Question

A scientist observed that a gas expanded from a volume of 0.200 L to a volume of 0.876 L. (a) What is the amount of work (in joules) performed in this process if the gas expanded at a constant pressure of 0.389 atm? w = J (b) If the temperature of the gas did not change during the expansion, calculate the change in internal energy of the gas, as well as the change in heat due to the expansion. ΔE = J q = J

Answer 1

Answer :

(a) The amount of work performed in this process is -26.6 J

(b) The value of change in internal energy is 0 J and change in heat is 26.6 J

Explanation :

As per first law of thermodynamic,

$\Delta U=q+w$

where,

$\Delta U$ = internal energy

q = heat

w = work done

As we know that, the term internal energy is the depend on the temperature and the process is isothermal that means at constant temperature.

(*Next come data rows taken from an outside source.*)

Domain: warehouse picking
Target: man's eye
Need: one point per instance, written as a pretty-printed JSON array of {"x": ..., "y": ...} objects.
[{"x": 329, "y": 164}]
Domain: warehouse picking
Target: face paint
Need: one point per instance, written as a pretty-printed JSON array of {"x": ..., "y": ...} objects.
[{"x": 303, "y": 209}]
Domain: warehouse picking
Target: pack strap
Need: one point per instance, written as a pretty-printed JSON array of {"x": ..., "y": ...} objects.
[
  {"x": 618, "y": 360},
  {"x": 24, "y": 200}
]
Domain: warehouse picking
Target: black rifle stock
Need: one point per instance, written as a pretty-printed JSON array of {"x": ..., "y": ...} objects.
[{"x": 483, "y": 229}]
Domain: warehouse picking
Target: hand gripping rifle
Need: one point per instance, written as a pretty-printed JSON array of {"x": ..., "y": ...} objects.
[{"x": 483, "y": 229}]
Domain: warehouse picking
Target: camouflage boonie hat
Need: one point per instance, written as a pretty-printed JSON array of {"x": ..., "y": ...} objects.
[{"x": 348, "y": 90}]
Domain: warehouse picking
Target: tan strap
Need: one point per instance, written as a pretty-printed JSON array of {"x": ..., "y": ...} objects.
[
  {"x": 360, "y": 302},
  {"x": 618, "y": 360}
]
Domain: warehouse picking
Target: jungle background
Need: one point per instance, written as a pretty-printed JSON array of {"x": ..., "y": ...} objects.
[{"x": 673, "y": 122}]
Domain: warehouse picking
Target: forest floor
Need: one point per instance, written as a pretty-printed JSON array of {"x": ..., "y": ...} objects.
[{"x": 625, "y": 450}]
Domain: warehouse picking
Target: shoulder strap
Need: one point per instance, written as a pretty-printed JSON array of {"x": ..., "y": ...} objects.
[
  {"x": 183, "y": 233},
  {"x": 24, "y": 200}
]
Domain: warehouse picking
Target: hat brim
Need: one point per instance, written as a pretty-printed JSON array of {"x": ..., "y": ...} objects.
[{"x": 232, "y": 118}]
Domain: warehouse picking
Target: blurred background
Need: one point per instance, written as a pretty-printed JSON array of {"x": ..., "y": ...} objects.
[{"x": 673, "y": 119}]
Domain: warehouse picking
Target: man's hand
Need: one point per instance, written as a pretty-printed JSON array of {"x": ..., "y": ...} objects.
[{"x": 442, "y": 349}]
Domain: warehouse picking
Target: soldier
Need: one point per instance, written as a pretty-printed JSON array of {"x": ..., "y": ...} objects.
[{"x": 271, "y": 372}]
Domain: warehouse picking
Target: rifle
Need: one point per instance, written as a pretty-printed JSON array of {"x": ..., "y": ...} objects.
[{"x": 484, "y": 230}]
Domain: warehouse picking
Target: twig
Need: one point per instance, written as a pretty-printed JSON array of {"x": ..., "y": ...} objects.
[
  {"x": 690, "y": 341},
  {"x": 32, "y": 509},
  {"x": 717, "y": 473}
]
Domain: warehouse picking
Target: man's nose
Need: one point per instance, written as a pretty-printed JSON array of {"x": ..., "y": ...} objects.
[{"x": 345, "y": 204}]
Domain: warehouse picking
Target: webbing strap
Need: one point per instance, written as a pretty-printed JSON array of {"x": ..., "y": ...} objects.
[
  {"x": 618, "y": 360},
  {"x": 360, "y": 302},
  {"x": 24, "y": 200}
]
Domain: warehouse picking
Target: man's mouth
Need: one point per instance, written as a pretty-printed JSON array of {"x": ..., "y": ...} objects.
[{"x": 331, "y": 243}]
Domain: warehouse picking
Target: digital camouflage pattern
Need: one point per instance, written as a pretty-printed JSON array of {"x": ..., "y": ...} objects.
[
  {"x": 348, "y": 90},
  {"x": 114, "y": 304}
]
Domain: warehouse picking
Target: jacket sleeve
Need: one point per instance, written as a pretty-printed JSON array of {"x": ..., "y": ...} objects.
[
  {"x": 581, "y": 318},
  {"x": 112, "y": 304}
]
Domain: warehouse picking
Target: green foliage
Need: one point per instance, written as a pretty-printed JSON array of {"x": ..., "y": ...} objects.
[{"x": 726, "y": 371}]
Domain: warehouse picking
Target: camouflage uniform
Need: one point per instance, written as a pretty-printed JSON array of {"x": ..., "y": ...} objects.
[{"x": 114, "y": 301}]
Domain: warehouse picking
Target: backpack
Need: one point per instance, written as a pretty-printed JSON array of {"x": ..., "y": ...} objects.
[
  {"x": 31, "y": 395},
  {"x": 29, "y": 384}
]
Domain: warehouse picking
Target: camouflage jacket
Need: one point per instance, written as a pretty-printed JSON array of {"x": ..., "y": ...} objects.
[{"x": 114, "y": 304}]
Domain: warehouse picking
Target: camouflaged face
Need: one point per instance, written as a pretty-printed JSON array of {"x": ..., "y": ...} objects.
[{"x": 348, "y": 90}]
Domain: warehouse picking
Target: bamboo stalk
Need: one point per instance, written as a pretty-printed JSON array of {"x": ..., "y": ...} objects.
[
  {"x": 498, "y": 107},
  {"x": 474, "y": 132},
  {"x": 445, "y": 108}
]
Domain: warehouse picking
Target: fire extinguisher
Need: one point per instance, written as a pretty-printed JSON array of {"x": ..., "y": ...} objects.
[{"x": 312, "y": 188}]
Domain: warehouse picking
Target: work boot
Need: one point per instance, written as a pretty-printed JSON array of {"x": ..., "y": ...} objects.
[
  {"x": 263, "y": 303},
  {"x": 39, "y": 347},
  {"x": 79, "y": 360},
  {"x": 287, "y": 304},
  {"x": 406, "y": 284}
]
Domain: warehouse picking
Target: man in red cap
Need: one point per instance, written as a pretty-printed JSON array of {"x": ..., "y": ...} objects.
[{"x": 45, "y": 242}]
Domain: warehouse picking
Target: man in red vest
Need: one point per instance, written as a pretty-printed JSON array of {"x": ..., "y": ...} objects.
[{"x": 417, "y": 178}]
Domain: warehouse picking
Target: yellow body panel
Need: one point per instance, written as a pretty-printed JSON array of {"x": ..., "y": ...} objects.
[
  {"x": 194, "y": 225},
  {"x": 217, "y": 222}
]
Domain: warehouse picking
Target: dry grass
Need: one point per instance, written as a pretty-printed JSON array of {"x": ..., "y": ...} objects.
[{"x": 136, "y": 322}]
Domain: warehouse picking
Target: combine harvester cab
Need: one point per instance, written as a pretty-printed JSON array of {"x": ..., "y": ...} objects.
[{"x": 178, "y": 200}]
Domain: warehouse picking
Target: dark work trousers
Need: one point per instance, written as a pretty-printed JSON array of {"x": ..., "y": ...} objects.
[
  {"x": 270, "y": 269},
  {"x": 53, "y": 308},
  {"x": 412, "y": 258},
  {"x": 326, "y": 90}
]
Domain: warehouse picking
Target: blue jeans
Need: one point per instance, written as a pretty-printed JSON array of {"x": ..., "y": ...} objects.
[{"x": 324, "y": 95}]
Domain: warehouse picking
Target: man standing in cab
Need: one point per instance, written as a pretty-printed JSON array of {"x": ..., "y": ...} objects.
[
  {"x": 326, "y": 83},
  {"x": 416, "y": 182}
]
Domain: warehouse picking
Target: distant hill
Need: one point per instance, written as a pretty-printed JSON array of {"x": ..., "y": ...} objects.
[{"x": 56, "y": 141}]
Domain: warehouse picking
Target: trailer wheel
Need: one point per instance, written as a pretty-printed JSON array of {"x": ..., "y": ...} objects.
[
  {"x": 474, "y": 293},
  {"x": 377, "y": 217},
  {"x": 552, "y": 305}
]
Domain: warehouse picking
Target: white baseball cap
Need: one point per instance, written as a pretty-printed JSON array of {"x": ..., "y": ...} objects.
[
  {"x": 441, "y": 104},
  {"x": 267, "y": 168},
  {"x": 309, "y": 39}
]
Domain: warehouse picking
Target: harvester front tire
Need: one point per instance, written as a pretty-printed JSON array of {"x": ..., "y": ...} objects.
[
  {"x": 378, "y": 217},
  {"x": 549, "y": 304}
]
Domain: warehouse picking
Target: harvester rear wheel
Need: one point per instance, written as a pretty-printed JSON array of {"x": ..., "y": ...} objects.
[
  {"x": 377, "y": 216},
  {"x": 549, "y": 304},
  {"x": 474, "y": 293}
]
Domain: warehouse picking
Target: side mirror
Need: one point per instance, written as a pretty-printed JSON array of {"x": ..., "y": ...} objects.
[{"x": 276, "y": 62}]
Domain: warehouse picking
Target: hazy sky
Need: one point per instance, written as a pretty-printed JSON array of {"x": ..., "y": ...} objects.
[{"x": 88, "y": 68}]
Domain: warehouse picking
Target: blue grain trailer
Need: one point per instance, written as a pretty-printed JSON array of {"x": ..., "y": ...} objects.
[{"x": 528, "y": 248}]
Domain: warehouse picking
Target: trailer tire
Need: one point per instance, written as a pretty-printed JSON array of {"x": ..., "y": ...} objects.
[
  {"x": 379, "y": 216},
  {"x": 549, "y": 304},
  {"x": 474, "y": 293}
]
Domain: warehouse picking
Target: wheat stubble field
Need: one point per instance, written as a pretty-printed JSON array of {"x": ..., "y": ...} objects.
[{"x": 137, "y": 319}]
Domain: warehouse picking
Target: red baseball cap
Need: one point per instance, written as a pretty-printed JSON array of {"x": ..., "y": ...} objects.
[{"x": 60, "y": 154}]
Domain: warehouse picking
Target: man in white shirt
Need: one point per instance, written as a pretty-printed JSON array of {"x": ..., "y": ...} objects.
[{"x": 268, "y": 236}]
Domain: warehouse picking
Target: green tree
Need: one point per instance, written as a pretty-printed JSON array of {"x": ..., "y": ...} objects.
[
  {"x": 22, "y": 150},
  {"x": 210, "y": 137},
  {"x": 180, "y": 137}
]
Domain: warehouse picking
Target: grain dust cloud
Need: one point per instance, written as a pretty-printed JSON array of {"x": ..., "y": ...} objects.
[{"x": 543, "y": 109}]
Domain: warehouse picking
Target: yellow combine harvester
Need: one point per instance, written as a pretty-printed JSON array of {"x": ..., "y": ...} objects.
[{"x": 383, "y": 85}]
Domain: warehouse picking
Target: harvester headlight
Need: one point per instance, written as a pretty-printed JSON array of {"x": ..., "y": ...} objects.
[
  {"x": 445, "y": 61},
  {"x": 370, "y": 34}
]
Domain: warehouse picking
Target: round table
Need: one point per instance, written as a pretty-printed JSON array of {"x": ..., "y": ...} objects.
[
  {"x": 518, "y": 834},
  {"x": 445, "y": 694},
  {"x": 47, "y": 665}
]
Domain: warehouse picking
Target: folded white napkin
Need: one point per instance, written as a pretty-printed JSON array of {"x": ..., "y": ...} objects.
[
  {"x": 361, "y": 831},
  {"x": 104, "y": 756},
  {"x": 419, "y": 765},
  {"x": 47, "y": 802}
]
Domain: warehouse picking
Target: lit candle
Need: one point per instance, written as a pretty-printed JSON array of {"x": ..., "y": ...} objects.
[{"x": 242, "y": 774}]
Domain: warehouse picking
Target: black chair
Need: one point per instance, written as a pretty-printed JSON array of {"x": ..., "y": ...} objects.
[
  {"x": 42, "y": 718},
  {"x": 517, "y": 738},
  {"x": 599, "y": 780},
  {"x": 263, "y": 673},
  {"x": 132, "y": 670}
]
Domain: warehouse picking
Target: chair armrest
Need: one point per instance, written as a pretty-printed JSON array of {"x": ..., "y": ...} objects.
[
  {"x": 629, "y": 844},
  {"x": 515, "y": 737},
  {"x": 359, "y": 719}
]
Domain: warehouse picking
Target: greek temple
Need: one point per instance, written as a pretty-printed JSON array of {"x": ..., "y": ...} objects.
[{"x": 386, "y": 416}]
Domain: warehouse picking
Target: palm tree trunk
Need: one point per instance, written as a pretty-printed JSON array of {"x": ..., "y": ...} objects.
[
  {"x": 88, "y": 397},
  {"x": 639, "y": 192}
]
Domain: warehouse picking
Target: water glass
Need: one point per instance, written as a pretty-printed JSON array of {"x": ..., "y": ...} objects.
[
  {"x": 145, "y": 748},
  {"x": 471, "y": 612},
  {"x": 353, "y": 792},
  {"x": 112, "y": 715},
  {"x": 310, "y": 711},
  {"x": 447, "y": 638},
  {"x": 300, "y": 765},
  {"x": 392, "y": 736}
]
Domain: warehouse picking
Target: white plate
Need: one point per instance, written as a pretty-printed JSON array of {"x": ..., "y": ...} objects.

So, at constant temperature the internal energy is equal to zero.

$\Delta U=0$

$q=-w$

The formula used for isothermally irreversible expansion is :

$w=-p_{ext}dV\\\\w=-p_{ext}(V_2-V_1)$

where,

w = work done

$p_{ext}$ = external pressure = 0.389 atm

$V_1$ = initial volume of gas = 0.200 L

$V_2$ = final volume of gas = 0.876 L

Now put all the given values in the above formula, we get :

$w=-p_{ext}(V_2-V_1)$

$w=-(0.389atm)\times (0.876-0.200)L$

$w=-0.263L.atm=-0.263\times 101.3J=-26.6J$

The work done by the system on the surroundings are, -26.6 Joules. In this, the negative sign indicates the work is done by the system on the surroundings.

Therefore, the amount of work performed in this process is -26.6 Joules.

q = - w = -(-26.6 J) = 26.6 J

Net heat transfer is, 26.6 J